Welcome back to the traveling restaurant of a thousand doors where fantasy denizens come once a week to order the exact same thing every single time. Not that I have room to talk there; I often get the same things at my favorite restaurants, but it does remain one of the more striking features of a show where the selling point is lizardmen and elves getting to try Nekoya's combination of Japanese and western fare. And even if you missed season one and want to try jumping in here that part is made very clear, as waitress Kuro steadfastly refuses to try anything besides her beloved chicken curry and we see the red dragon wandering in for her weekly pot of beef stew.

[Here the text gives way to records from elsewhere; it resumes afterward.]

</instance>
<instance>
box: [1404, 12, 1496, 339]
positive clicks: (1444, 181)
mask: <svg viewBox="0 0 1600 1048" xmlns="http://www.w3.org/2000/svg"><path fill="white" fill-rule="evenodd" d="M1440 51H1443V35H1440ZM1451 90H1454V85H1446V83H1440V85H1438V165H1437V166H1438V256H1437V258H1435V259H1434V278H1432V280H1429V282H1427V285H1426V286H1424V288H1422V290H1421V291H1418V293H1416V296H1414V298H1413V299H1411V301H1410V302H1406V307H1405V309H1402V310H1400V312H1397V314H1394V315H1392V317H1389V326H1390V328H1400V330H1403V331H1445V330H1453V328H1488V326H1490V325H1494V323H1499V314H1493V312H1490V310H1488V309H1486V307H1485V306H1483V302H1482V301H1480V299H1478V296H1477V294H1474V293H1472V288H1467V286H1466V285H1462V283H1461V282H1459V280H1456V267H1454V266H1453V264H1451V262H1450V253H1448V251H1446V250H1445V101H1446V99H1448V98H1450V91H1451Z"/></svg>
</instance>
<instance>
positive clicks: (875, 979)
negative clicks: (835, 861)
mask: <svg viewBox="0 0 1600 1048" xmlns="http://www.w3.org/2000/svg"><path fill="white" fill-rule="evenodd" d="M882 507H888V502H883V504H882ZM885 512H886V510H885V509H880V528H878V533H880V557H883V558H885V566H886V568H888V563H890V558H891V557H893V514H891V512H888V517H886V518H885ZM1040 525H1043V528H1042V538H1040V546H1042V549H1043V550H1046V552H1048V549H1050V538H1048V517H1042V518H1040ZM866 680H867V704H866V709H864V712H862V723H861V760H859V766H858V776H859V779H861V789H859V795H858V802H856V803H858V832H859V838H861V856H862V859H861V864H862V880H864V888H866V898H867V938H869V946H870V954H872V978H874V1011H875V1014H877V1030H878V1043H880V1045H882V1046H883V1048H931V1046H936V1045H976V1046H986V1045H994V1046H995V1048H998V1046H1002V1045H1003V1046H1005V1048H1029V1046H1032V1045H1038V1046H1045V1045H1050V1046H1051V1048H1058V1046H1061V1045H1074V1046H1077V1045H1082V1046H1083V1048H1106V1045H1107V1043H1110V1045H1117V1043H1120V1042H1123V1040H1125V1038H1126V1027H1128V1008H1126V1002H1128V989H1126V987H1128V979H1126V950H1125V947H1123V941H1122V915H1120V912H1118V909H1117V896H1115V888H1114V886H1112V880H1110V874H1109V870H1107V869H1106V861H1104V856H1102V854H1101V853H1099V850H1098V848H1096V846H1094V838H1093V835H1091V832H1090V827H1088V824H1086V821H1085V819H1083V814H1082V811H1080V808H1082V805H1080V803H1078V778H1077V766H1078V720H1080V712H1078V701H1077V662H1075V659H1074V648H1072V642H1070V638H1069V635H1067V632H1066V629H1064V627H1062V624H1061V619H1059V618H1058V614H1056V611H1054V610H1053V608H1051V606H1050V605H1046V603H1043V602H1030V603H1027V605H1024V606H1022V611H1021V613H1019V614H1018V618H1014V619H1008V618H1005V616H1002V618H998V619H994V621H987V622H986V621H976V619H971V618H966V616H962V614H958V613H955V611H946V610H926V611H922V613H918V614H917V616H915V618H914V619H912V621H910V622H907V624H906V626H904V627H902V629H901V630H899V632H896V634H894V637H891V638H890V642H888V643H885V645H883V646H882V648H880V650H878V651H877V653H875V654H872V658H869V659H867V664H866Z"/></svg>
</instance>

That's partly why Aletta is such an important character, enough so that I was surprised when she didn't come into the story until the end of the first of the source light novels. Not only is Aletta present for almost every episode as Western Restaurant Nekoya's first and main member of the waitstaff, but she's also one of the few people we see being willing to try almost anything Master cares to serve her. Yes, she's disappointed when he hands her a bowl of what he calls “Chinese soup” rather than her favorite corn potage (which looks rather like corn chowder), but she tries it anyway, as well as the fried rice he serves with it, and finds herself very well pleased. Since we saw virtually no one else do this in the first season of the show, Aletta becomes a way for the series to introduce a greater variety of foods to rhapsodize about without throwing in too many new characters each time.

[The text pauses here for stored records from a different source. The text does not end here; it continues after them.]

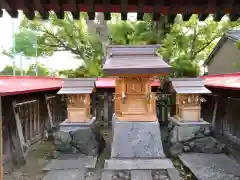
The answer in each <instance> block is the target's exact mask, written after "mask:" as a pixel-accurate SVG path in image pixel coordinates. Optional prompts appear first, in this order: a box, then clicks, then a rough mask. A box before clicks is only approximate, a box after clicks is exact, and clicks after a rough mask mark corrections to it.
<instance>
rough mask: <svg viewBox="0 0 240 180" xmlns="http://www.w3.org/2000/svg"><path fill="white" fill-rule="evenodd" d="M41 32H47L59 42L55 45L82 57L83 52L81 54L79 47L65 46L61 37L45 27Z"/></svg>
mask: <svg viewBox="0 0 240 180" xmlns="http://www.w3.org/2000/svg"><path fill="white" fill-rule="evenodd" d="M41 32H43V33H46V34H48V35H49V36H50V37H51V38H53V39H55V40H56V41H57V42H58V43H59V45H55V47H62V48H64V49H65V50H66V51H70V52H72V53H73V54H76V55H78V56H80V57H81V58H82V59H84V57H83V54H82V52H81V51H80V50H79V49H73V48H71V47H69V46H67V45H66V44H65V43H64V42H63V41H62V40H61V39H59V38H58V37H56V36H55V35H54V34H52V33H51V32H49V31H48V30H46V29H45V30H41ZM46 45H47V44H46ZM50 46H51V47H54V45H50Z"/></svg>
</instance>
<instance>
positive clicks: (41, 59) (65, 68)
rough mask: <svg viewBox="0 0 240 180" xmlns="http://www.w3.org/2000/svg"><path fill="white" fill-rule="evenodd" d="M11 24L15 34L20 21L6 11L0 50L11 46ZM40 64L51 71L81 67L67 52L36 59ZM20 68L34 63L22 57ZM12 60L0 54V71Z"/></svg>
mask: <svg viewBox="0 0 240 180" xmlns="http://www.w3.org/2000/svg"><path fill="white" fill-rule="evenodd" d="M135 16H136V13H129V14H128V19H129V20H133V19H136V17H135ZM13 23H14V31H15V32H17V31H18V28H19V25H20V20H19V19H16V18H15V19H13V18H11V17H10V16H9V15H8V13H7V12H6V11H4V13H3V16H2V18H0V26H1V27H4V28H0V48H1V49H2V48H3V49H5V50H8V49H9V48H11V47H12V45H13ZM20 57H21V56H20V55H16V57H15V62H16V66H18V67H20V62H21V61H20V59H21V58H20ZM38 61H39V62H40V63H43V64H44V65H45V66H46V67H47V68H49V69H52V70H54V71H55V70H62V69H75V68H77V67H78V66H79V65H81V61H80V60H77V59H75V58H74V57H73V55H72V54H71V53H69V52H56V53H54V55H53V56H51V57H48V58H38ZM22 62H23V63H22V67H23V69H27V68H28V67H29V65H30V64H33V63H35V62H36V60H35V59H34V58H33V59H26V58H24V57H22ZM12 64H13V60H12V59H10V58H9V57H7V56H5V55H3V54H2V53H1V52H0V71H1V70H2V69H3V68H4V67H5V66H6V65H12Z"/></svg>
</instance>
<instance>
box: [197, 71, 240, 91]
mask: <svg viewBox="0 0 240 180" xmlns="http://www.w3.org/2000/svg"><path fill="white" fill-rule="evenodd" d="M201 78H202V79H203V81H204V85H205V86H207V87H214V88H218V89H231V90H238V91H239V90H240V73H228V74H213V75H206V76H201Z"/></svg>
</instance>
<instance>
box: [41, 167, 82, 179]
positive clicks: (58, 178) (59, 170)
mask: <svg viewBox="0 0 240 180" xmlns="http://www.w3.org/2000/svg"><path fill="white" fill-rule="evenodd" d="M84 178H85V170H84V169H82V170H79V169H75V170H73V169H65V170H54V171H49V172H48V173H47V175H46V176H45V177H44V178H43V180H85V179H84Z"/></svg>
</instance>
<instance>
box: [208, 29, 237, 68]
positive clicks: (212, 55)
mask: <svg viewBox="0 0 240 180" xmlns="http://www.w3.org/2000/svg"><path fill="white" fill-rule="evenodd" d="M227 40H232V41H233V42H236V41H238V40H240V30H233V31H228V32H227V33H225V34H224V35H223V36H222V38H221V39H220V40H219V41H218V43H217V45H216V46H215V47H214V49H213V51H212V52H211V53H210V55H209V56H208V58H207V59H206V61H205V62H204V65H209V64H210V63H211V61H212V59H213V57H214V56H215V54H216V53H217V52H218V51H219V50H220V49H221V47H222V46H223V44H224V43H225V42H226V41H227Z"/></svg>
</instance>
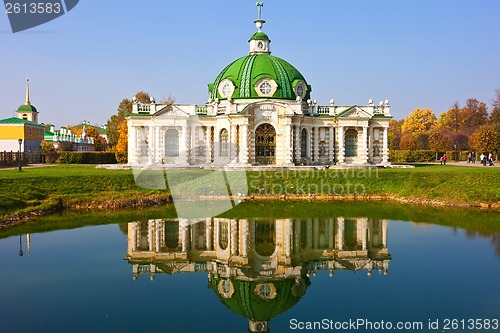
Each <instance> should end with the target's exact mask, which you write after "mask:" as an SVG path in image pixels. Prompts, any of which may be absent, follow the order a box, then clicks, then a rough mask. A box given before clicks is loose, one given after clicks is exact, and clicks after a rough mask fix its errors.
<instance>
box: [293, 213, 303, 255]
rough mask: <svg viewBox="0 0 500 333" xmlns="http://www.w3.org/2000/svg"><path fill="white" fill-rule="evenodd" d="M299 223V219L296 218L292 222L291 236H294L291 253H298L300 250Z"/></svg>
mask: <svg viewBox="0 0 500 333" xmlns="http://www.w3.org/2000/svg"><path fill="white" fill-rule="evenodd" d="M300 223H301V221H300V220H296V221H295V223H294V232H293V233H292V235H293V237H295V238H294V242H293V247H294V251H293V254H299V252H300Z"/></svg>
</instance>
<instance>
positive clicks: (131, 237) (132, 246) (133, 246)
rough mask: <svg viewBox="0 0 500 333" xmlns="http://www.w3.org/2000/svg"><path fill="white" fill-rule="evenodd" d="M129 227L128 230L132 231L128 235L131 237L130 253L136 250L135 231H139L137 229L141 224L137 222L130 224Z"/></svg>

And my, do they wax eloquent about the food! No one in this show (or any other foodie show, really) can just take a bite of something and pronounce it good; everyone has to go on for at least five minutes about the tastes, textures, and ingredients, which they somehow magically are able to discern. If you're hungry, this can be torturous, but if you're not, it starts to feel a little ridiculous after the first dish. In this episode alone we learn the many virtues of soufflé cheesecake, corn potage, fried rice, Chinese soup, and toast with cheese, to say nothing of black tea with what looks like four teaspoons of sugar added. I love my grilled cheese as much as the next person who has a hard time remembering to eat lunch, but things do verge on the overdone here.

Our new character for the episode is cat-earred demon Hilda, an adventurer who discovers the door to Nekoya in a goblin nest she's just cleared. She's our tea and cheesecake fan, and unlike some of the characters from season one, she's thinking of introducing her friends Ranija and Alicia to the restaurant in order to have them owe her one. Since both of the other ladies are in the opening theme, I think we can safely assume that she will carry through with this plan, although next week appears set to feature Romeo and Juliet eating steak.

Restaurant to Another World is just the same harmless, foodie fantasy that it was in season one. I feel like the character designs have been prettied up a bit, but the food remains the real star, and I definitely wouldn't suggest viewing on an empty stomach.